A well-known eye examination consists of shining a light into the interior of the eye and visually inspecting the uniformity of the reflected light, normally visible as a red color filling the pupil. Any deviation from uniformity, either in one eye or between the pair of eyes, indicates a potential problem in the patient's visual anatomy. Such light refractive screening is thus a useful tool in patient eye care.
Ocular disorders such as strabismus, various forms of refractive errors (myopia, hyperopia, and astigmatism) and opacities of the ocular media are the leading causes of amblyopia, or vision loss. These combine to cause amblyopia in approximately 5% of the population. However, some form of visual problem, not necessarily leading to amblyopia, may be present in over 20% of children.
Amblyopia does not simply decrease visual acuity. In addition to loss of recognition acuity, there is loss of grating acuity, vernier acuity, sensitivity to contrast, distortions of shape, locations in space, motion and worsening of crowding stimulus. Moreover, amblyopia is the leading cause of monocular vision loss in people under the age of 30.
Although monocular vision loss does not impact intellectual capacity, strabismus and other disfiguring disorders can have a tremendous emotional impact. Undetected need for glasses obviously can make school performance more difficult during crucial early grades. Lack of early school success can compound itself and lead to unfulfilled scholastic potential. Further, there are professions in which outstanding visual performance is required. Delaying recognition of various visual disorders may limit children from these future career choices.
Human visual development can be considered as having three stages: (1) the period of development of visual acuity to approximately 3-5 years of age; (2) the period from which deprivation is effective in causing amblyopia, from a few months to 7-8 years; and (3) the period from which recovery from amblyopia can be attained partially or fully (time of amblyopia to at least teenage years).

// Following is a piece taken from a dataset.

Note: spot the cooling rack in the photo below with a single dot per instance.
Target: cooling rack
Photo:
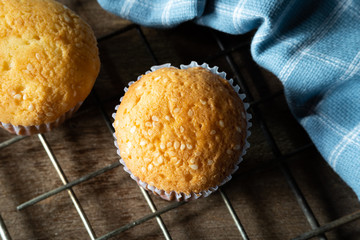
(253, 84)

Because of the foregoing, clinical intervention in amblyopia is most efficacious if it takes place as soon as possible. Over the last 20 years, investigators have shown that many strabismic and amblyopic states result in abnormal visual experience in early life and these can be prevented or reversed with early detection and intervention. Therefore, identification of the defect at the earliest possible moment is crucial. Some studies have suggested that, for the best possible outcome, this must occur within two years of birth.
Despite this, previous reports have shown the primary care physicians are not always utilizing currently available screening techniques. In fact, one large study estimated that pediatricians are screening less than 40% of children age three or younger. This may be because of impracticality, either from a clinical or practical standpoint.
In fact, the National Institute of Health has made it one of its priorities to improve detection of refractive errors, strabismus, and amblyopia in infants and young children. This priority calls specifically for the study of better, and more cost-effective public health methods for testing visual function in preverbal children. Thus, the inventors have perceived a need for automated photorefractive screening.
In order to perform automated photorefractive screening, accurate models of the eye are necessary. The inventors have determined that it would be useful to have an automated way of generating such models and presenting such models for diagnosis, either automatically or by a physician or other care-giver. Accordingly, the present invention is directed to a system and method for locating and modeling eyes in imagery for automated photorefractive screening, and for enabling determination of the presence of anomalies in the patient's visual anatomy.
The problem solved by the invention differs from other eye and face detection problems. Pupil-tracking may be accomplished via a head-mounted apparatus (for instance, see H. Kawai and S. Tamura, "Eye movement analysis system using fundus images", in Pattern Recognition, 19(1), 1986, pp. 77-84), which fixes the location of the eyes relative to an image. Eye tracking may be accomplished via a constrained updating of an eye model (for instance, see X. Xie, R. Sudhakar and H. Zhuang, "On improving eye feature extraction using deformable templates", in Pattern Recognition Letters, 27(6), 1994, pp. 791-799; A. Yuille and P. Hallinan, "Deformable Templates", Chapter 2 in Active Vision, MIT Press, 1992, pp. 21-38). Face recognition (for instance, see International Conference on Automatic Face and Gesture Recognition, proceedings of, edited by M. Bichsel; 1995; Second International Conference on Automatic Face and Gesture Recognition, proceedings of, 1996, in Killington, Vt.) may be accomplished using a variety of image transformations or feature extractions. Additional information may be found in several general image processing references, including K. Castleman, Digital Image Processing, Prentice-Hall, 1996; R. Haralick, L. Shapiro, Computer and Robot Vision, 1, 2, Addison, 1992; and R. Jain, R. Kasturi and B. Schunck, Machine Vision, McGraw-Hill, 1995.